When TESS came back online on January 19, amateur data contradicted the official silence. On the Cloudy Nights Forum, observer “russ75” released stacked exposures from a Celestron Origin showing “more coma and tail” than previous nights. Simultaneously, the Comet Observation Database (COBS) logged a magnitude spike to +13—a brightness increase of nearly 40x.
The Smoking Gun: The Jupiter Rendezvous
When 3I/ATLAS accelerated near the Sun in 2025, it didn’t just speed up. It changed course. Scientists ran the orbital dynamics backward and forward, and the result is chilling.
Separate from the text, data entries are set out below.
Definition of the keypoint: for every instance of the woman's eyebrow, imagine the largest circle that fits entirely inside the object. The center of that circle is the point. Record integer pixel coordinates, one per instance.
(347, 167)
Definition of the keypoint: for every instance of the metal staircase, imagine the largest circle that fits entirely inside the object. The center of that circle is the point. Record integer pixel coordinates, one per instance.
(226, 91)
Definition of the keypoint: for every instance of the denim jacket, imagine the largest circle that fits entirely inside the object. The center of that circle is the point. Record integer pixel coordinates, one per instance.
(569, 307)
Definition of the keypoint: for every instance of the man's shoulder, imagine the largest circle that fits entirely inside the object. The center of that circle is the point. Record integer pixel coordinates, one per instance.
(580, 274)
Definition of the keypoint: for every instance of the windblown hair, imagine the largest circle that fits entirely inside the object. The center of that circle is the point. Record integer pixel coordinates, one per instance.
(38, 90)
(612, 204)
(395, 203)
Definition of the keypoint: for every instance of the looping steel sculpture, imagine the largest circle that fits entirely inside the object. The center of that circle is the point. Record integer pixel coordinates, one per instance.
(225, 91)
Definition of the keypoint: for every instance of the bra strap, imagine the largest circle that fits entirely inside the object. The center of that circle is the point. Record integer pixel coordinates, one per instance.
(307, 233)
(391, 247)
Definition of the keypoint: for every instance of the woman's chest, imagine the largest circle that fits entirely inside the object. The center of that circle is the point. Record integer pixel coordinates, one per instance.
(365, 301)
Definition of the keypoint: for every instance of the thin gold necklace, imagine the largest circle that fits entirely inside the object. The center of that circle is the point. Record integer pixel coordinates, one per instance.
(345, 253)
That “non-gravitational acceleration” adjusted the trajectory to target a specific point in space: Jupiter.
Specifically, 3I/ATLAS is on a collision course with the edge of Jupiter’s Hill Sphere—the gravitational region where the giant planet dominates solar gravity. The object is projected to miss the boundary by a margin of less than 0.1%.
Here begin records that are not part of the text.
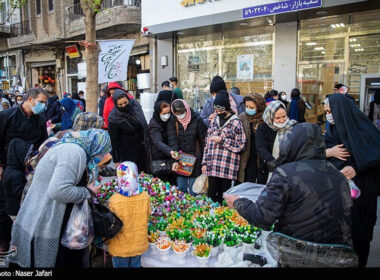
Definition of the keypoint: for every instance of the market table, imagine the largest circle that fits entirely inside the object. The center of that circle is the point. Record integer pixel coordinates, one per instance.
(152, 258)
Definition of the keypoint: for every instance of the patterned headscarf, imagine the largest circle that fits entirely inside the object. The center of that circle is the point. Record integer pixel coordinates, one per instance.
(127, 175)
(95, 142)
(259, 100)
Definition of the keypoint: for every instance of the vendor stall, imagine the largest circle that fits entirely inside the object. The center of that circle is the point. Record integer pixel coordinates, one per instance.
(188, 231)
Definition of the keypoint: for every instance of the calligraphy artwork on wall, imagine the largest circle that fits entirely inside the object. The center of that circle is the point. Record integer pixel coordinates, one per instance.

If the acceleration hadn’t happened, it would have missed the Hill Sphere entirely.
The Implication: The “outgassing” wasn’t random sublimation. It was a Trajectory Correction Maneuver (TCM). 3I/ATLAS is using the Solar System’s plane to brake and steer toward a gravity assist or orbital insertion at Jupiter in March 2026.
Could the TESS outage be hiding another crucial maneuver?
Conclusion: The “Glomar” Response
When John Greenwald, Jr. asked the CIA for records on 3I/ATLAS, they didn’t say “we don’t watch comets.” They issued a Glomar Response: We can neither confirm nor deny the existence of records.
The CIA doesn’t Glomar a rock.
The TESS video is real, but it is a redacted document. The “Safe Mode” was a convenient curtain drawn across the stage at the climax of the performance.
We are left with a ghost in the machine—an object that moves like a ship, targets planets like a probe, and seems to disable the instruments that try to watch it too closely.
What to Watch Next:
All eyes are now on March 16, 2026. That is the date of the Jupiter visit.
It’s not a comet.
It’s a visitor.
Stay vigilant.
The Sentinel is an independent open-source intelligence monitor. Subscribe for updates on the Jupiter Intercept.







I know Avi Loeb is still actively posting about 3I/ATLAS, but wouldn't any of the thousands of other professional astronomers take note of the aforementioned anomalies here? Like are all the world's scientists just staying quiet on what might be the biggest discovery of our lifetimes?
Ahh gee, are you telling me that NASA lied to us …again?